Appeal and cross appeal from an order of Supreme Court, Monroe County (Egan, J.), entered December 11, 2001, which, inter alia, denied plaintiff's motion to terminate maintenance.
GOULD, PECK METZLER LLP, ROCHESTER (ERIC J. METZLER OF COUNSEL), For Plaintiff-appellant-respondent.
ROSS GOULD-ROSS, ROCHESTER (BETTE M. GOULD-ROSS OF COUNSEL), FOR DEFENDANT-RESPONDENT-APPELLANT.
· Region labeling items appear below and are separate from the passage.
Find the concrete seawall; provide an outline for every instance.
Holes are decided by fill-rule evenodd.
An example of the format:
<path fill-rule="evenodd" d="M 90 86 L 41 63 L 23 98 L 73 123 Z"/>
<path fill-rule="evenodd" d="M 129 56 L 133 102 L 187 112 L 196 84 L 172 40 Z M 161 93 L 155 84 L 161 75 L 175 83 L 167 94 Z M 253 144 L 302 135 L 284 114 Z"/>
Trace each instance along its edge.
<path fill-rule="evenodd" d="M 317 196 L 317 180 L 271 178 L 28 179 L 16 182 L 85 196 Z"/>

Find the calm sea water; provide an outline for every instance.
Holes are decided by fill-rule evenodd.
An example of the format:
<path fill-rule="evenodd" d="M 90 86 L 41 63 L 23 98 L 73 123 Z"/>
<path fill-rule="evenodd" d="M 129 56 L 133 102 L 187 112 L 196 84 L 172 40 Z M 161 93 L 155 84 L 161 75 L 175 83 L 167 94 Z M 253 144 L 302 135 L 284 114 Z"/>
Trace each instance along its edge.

PRESENT: PIGOTT, JR., P.J., GREEN, SCUDDER, GORSKI, AND LAWTON, JJ.
MEMORANDUM AND ORDER
It is hereby ORDERED that the order so appealed from be and the same hereby is unanimously affirmed without costs.
Memorandum:
"A separation agreement entered into by the parties in a divorce proceeding constitutes a contract between them which will be enforced according to its terms" (Gagstetter v. Gagstetter, 283 A.D.2d 393, 395). Where, as here, the intent of the parties is clearly and unambiguously set forth in the agreement, "effect must be given to the intent as indicated by the language used" (Slatt v. Slatt, 64 N.Y.2d 966, 967, rearg denied 65 N.Y.2d 785; see Fetner v. Fetner, 293 A.D.2d 645, 645-646). Supreme Court properly determined that, pursuant to the terms of the separation agreement, the obligation of plaintiff to pay spousal maintenance of $800 per month continues until he attains age 62 and ceases his employment with Xerox. The court did not abuse its discretion in denying that part of defendant's cross motion seeking counsel fees (see Domestic Relations Law § 238).